"Cyberwar" As a Carrot For Those Selling the Stick
New submitter sackbut writes with a story at Wired about the often-discussed concept of "cyberwarfare," and the worst-case scenarios that are sometimes presented as possible outcomes of concerted malicious hacking. According to Wired, which calls these scenarios "the new yellowcake," "[E]vidence to sustain such dire warnings is conspicuously absent. In many respects, rhetoric about cyber catastrophe resembles threat inflation we saw in the run-up to the Iraq War. And while Congress' passing of comprehensive cybersecurity legislation wouldn't lead to war, it could saddle us with an expensive and overreaching cyber-industrial complex."
Writes sackbut: "Perhaps good for programmers, but not so good for rights."
Does the phrase "Wartime President" or "Wartime Government" still have any meaning when you're never again NOT at war?
SJW: Someone who has run out of real oppression, and has to fake it.
Guarantied to prevent cyber and leopard attacks.
"Have you ever thought about just turning off the TV, sitting down with your kids, and hitting them?"

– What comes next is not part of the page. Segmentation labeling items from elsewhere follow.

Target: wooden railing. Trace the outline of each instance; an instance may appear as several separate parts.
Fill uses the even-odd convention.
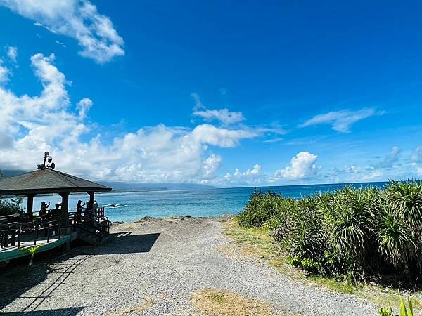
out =
[[[77,212],[69,212],[68,222],[73,227],[74,231],[79,228],[100,236],[110,235],[110,220],[104,215],[103,207],[99,207],[96,211],[86,210],[79,215]],[[93,232],[91,230],[92,228],[98,230]],[[96,233],[96,230],[98,233]]]
[[[67,234],[68,228],[72,228],[73,231],[80,229],[99,237],[110,235],[110,220],[104,215],[103,207],[100,207],[95,211],[85,211],[80,215],[77,212],[68,212],[67,217],[64,218],[33,216],[32,221],[29,223],[17,222],[13,216],[2,216],[1,218],[4,220],[0,220],[0,249],[8,246],[17,246],[20,249],[23,240],[27,242],[33,241],[35,246],[40,237],[43,237],[46,238],[43,241],[49,243],[51,232],[56,232],[56,236],[60,238],[63,234]]]
[[[28,240],[23,239],[23,242],[34,242],[34,245],[39,239],[39,232],[42,231],[46,239],[44,242],[49,243],[51,232],[57,232],[56,235],[58,238],[62,235],[63,221],[61,217],[53,219],[46,219],[41,220],[39,218],[34,218],[32,223],[18,223],[11,222],[0,224],[0,248],[6,248],[8,246],[16,246],[20,248],[23,237],[32,235]],[[9,246],[10,244],[10,246]]]

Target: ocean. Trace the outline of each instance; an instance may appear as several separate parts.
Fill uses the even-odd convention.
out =
[[[373,186],[383,187],[386,183],[348,184],[355,187]],[[284,197],[299,198],[319,192],[331,192],[346,184],[286,185],[261,187],[281,193]],[[170,217],[191,215],[193,217],[217,216],[236,214],[241,211],[255,187],[235,187],[198,190],[169,190],[155,192],[110,192],[96,195],[98,205],[106,208],[106,215],[111,221],[133,222],[145,216]],[[77,200],[87,201],[87,194],[71,195],[69,208],[76,207]],[[50,208],[61,202],[58,195],[37,196],[34,199],[34,210],[38,209],[41,201],[50,202]],[[111,204],[118,204],[113,207]],[[24,202],[24,207],[26,203]]]

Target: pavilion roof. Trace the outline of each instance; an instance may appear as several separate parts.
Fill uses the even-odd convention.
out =
[[[0,179],[0,196],[105,191],[111,187],[50,169]]]

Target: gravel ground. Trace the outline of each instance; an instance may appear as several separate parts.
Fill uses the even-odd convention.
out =
[[[293,281],[253,258],[228,256],[218,218],[149,219],[112,226],[100,247],[0,270],[5,315],[198,315],[192,293],[224,289],[276,315],[372,315],[376,307]]]

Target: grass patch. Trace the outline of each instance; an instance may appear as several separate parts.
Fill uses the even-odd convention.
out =
[[[210,316],[274,315],[268,303],[248,299],[226,290],[202,289],[192,294],[192,303],[200,312]]]
[[[129,308],[122,308],[116,310],[108,316],[126,316],[126,315],[143,315],[146,312],[150,310],[153,307],[154,300],[151,297],[147,297],[145,298],[143,302],[138,306]]]
[[[399,294],[397,290],[363,282],[352,284],[334,278],[309,275],[301,269],[292,266],[288,263],[286,254],[264,226],[246,228],[240,226],[236,219],[224,223],[222,225],[224,225],[223,233],[232,240],[241,255],[266,262],[278,272],[290,279],[309,282],[333,291],[356,295],[373,303],[376,306],[388,306],[391,304],[394,309],[399,308]],[[401,294],[404,298],[411,294],[414,311],[416,315],[422,312],[422,304],[417,298],[417,296],[422,296],[422,293],[402,293]]]

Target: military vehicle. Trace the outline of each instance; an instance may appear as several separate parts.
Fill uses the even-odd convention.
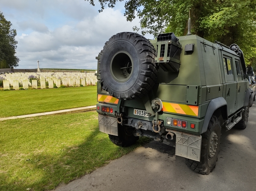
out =
[[[190,169],[208,174],[221,129],[246,127],[253,97],[245,77],[253,68],[237,45],[188,34],[111,37],[96,57],[96,111],[99,130],[116,145],[150,137],[175,147]]]

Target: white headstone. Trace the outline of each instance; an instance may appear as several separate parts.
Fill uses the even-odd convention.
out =
[[[45,89],[46,88],[45,86],[45,80],[44,80],[44,78],[40,80],[40,86],[41,89]]]
[[[73,79],[70,79],[69,80],[70,82],[70,86],[74,86],[74,81]]]
[[[37,89],[37,80],[32,80],[32,88]]]
[[[67,86],[67,79],[63,79],[62,80],[62,84],[64,86]]]
[[[52,79],[49,79],[49,88],[53,88],[53,80]]]
[[[97,82],[97,79],[96,79],[95,78],[93,78],[93,81],[92,82],[92,83],[93,84],[93,85],[96,85],[96,82]]]
[[[22,80],[22,86],[23,86],[23,88],[25,89],[29,88],[29,80]]]
[[[90,85],[90,79],[88,77],[86,78],[86,84],[87,86]]]
[[[84,86],[85,86],[85,79],[84,78],[81,79],[81,83]]]
[[[61,79],[56,79],[56,86],[58,88],[61,87]]]
[[[15,90],[19,90],[19,81],[18,80],[13,80],[13,88]]]
[[[3,80],[3,89],[10,89],[10,83],[9,80]]]
[[[80,79],[76,79],[76,87],[80,86]]]

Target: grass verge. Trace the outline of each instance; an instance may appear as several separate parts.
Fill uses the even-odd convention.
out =
[[[96,86],[0,91],[0,117],[93,105]]]
[[[96,111],[0,121],[0,190],[54,189],[150,140],[121,148],[99,131]]]

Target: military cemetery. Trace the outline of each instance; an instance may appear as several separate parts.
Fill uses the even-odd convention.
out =
[[[95,72],[12,72],[2,74],[3,79],[3,90],[24,89],[31,86],[32,88],[54,88],[54,83],[59,88],[64,86],[95,85],[97,77]],[[29,79],[32,80],[29,81]]]

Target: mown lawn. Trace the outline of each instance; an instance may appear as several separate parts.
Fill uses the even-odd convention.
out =
[[[93,105],[96,92],[96,86],[0,91],[0,117]]]
[[[90,88],[95,90],[94,87]],[[53,90],[57,91],[55,93],[58,91],[53,90],[48,95],[44,94],[45,97],[40,97],[39,100],[44,97],[53,104],[55,102],[51,100],[55,99]],[[68,101],[80,101],[79,99],[76,101],[76,96],[65,91],[66,89],[61,91],[64,93],[58,93],[60,99],[61,96],[59,95],[61,94]],[[14,94],[16,93],[13,91],[15,91],[8,93],[14,100]],[[33,97],[36,94],[40,96],[35,91],[31,92]],[[81,91],[84,96],[78,97],[84,100],[87,95],[84,94],[84,89]],[[18,94],[16,95],[18,96]],[[68,95],[70,97],[67,97]],[[29,97],[26,97],[29,99]],[[71,97],[73,101],[71,101]],[[24,97],[20,95],[17,99],[21,100]],[[32,99],[33,104],[35,104],[35,100]],[[64,100],[63,98],[62,101]],[[89,103],[96,103],[93,101]],[[50,104],[47,104],[46,101],[43,103],[41,103],[42,106],[47,104],[49,108]],[[58,103],[58,107],[55,107],[55,104],[52,105],[55,110],[61,107],[61,103]],[[80,104],[76,106],[92,105],[87,102]],[[65,107],[69,105],[65,103],[63,105]],[[15,105],[12,107],[15,109]],[[89,173],[150,140],[143,137],[137,144],[125,148],[115,145],[107,134],[99,131],[95,111],[0,121],[0,190],[40,191],[54,189],[60,183],[67,183]]]

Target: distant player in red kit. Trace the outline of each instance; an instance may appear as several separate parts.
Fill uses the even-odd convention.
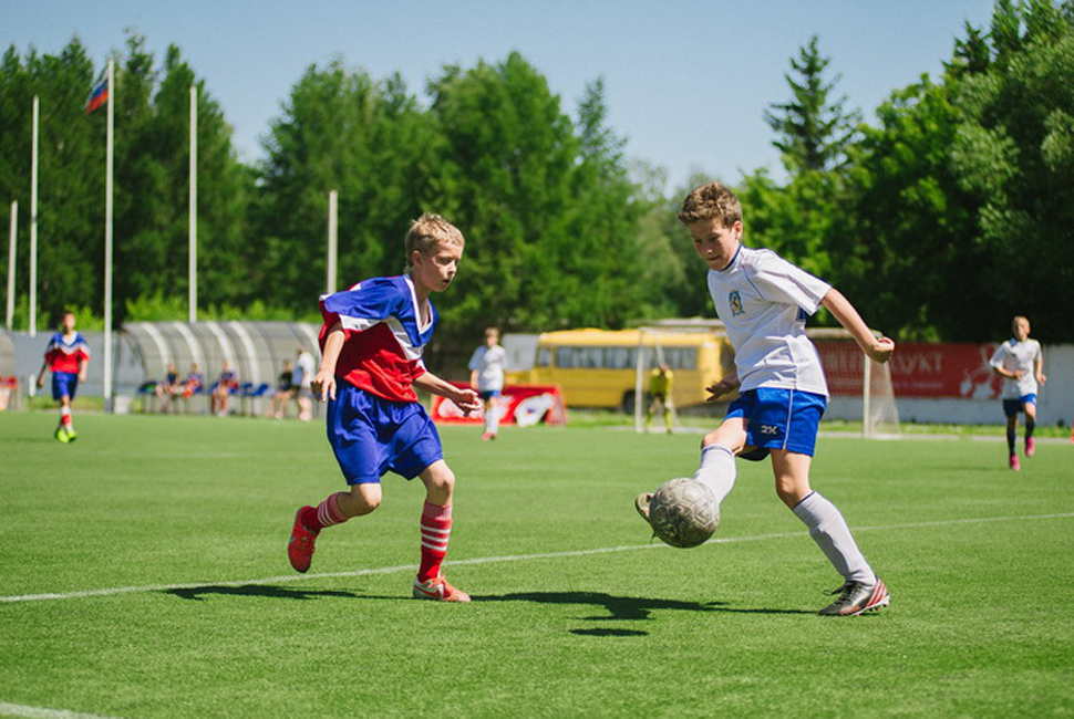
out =
[[[44,364],[38,373],[38,387],[44,386],[45,371],[52,371],[52,398],[60,403],[60,423],[55,438],[63,444],[78,438],[71,421],[71,400],[79,390],[79,383],[85,382],[86,366],[90,364],[90,345],[85,337],[74,330],[74,312],[64,312],[60,332],[52,335],[44,353]]]
[[[406,233],[407,271],[373,278],[321,299],[321,366],[311,389],[328,400],[328,440],[349,491],[330,494],[295,517],[288,559],[299,572],[310,567],[313,543],[326,527],[369,514],[381,503],[381,477],[420,477],[421,566],[413,596],[469,602],[441,574],[452,529],[455,475],[444,461],[440,434],[413,387],[440,395],[469,413],[477,393],[461,389],[425,368],[422,352],[436,329],[432,292],[451,284],[463,257],[463,233],[437,215],[422,215]]]

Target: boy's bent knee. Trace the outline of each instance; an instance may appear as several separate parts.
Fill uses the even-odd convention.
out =
[[[348,517],[369,514],[381,506],[381,486],[378,483],[351,484],[349,494],[340,497],[340,509]]]

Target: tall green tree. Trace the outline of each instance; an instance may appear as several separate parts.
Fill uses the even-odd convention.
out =
[[[570,231],[579,143],[546,79],[518,53],[430,83],[445,138],[438,207],[467,237],[445,319],[471,337],[580,321],[572,285],[587,238]]]
[[[820,54],[819,40],[791,59],[785,75],[791,100],[774,103],[765,121],[775,131],[772,144],[782,153],[789,179],[776,184],[765,171],[743,178],[746,242],[767,247],[804,269],[828,277],[833,259],[828,233],[837,221],[845,191],[849,148],[859,134],[860,114],[836,97],[836,75],[826,77],[830,59]]]
[[[177,48],[167,49],[158,71],[144,38],[132,34],[115,88],[114,295],[121,303],[186,294],[192,86],[198,87],[198,301],[248,299],[235,278],[246,267],[250,178],[231,147],[224,113]],[[103,113],[97,115],[103,122]]]
[[[328,194],[339,191],[341,286],[403,270],[402,239],[435,194],[440,136],[393,75],[375,82],[339,61],[310,66],[266,143],[257,284],[296,312],[324,291]]]
[[[773,145],[792,174],[828,170],[846,161],[846,148],[861,121],[860,113],[847,110],[845,95],[835,96],[841,75],[825,77],[832,60],[818,44],[819,38],[813,35],[791,59],[792,72],[784,75],[791,100],[774,103],[764,114],[776,133]]]
[[[960,85],[951,149],[960,189],[977,204],[975,268],[984,317],[1001,331],[1026,314],[1042,336],[1071,340],[1074,286],[1074,3],[998,2],[992,63]],[[980,313],[979,313],[980,316]]]
[[[103,168],[104,147],[82,112],[93,80],[92,62],[78,40],[58,55],[31,50],[24,61],[12,46],[0,66],[0,192],[4,206],[19,202],[17,293],[22,298],[29,294],[31,117],[33,97],[39,98],[37,296],[51,321],[64,306],[100,312],[95,270],[103,258],[103,174],[90,170]],[[25,320],[18,317],[18,325],[24,327]]]

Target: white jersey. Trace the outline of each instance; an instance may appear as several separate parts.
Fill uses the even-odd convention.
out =
[[[723,270],[709,270],[709,293],[735,350],[740,392],[757,387],[828,396],[805,321],[832,285],[772,250],[740,247]]]
[[[507,351],[498,344],[492,347],[482,345],[469,358],[469,368],[477,373],[477,392],[499,392],[504,388]]]
[[[1025,342],[1010,338],[1001,344],[989,361],[993,367],[1002,367],[1008,372],[1022,371],[1022,377],[1004,377],[1003,399],[1018,399],[1025,395],[1036,394],[1036,361],[1042,357],[1041,343],[1026,337]]]

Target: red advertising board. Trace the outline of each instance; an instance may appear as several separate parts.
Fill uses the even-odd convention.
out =
[[[466,385],[457,385],[464,387]],[[566,425],[567,403],[558,386],[517,385],[504,387],[500,397],[499,423],[529,427],[537,424]],[[464,415],[455,403],[433,397],[433,421],[438,424],[479,425],[485,418],[481,410]]]
[[[861,394],[865,355],[854,342],[817,341],[833,395]],[[996,399],[1003,378],[989,367],[994,344],[905,343],[889,361],[896,397]]]

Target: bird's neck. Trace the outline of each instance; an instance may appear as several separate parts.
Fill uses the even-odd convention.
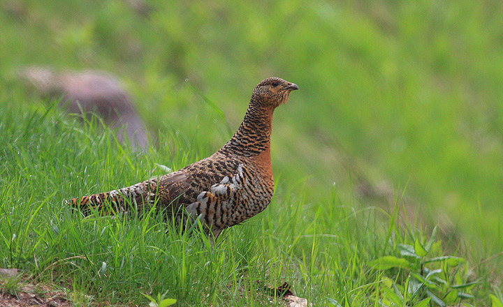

Whip everyone into a frenzy about a scary, ethereal threat.
Sell products that play into the new fears.
Profit!
A waste of money. We have have no money for education, the elderly, the infirm, veterans, community development, R&D, or infrastructure. But we have plenty of money to sink into DHS, DoD, the secret police, the weapons industry, and the intelligence black hole.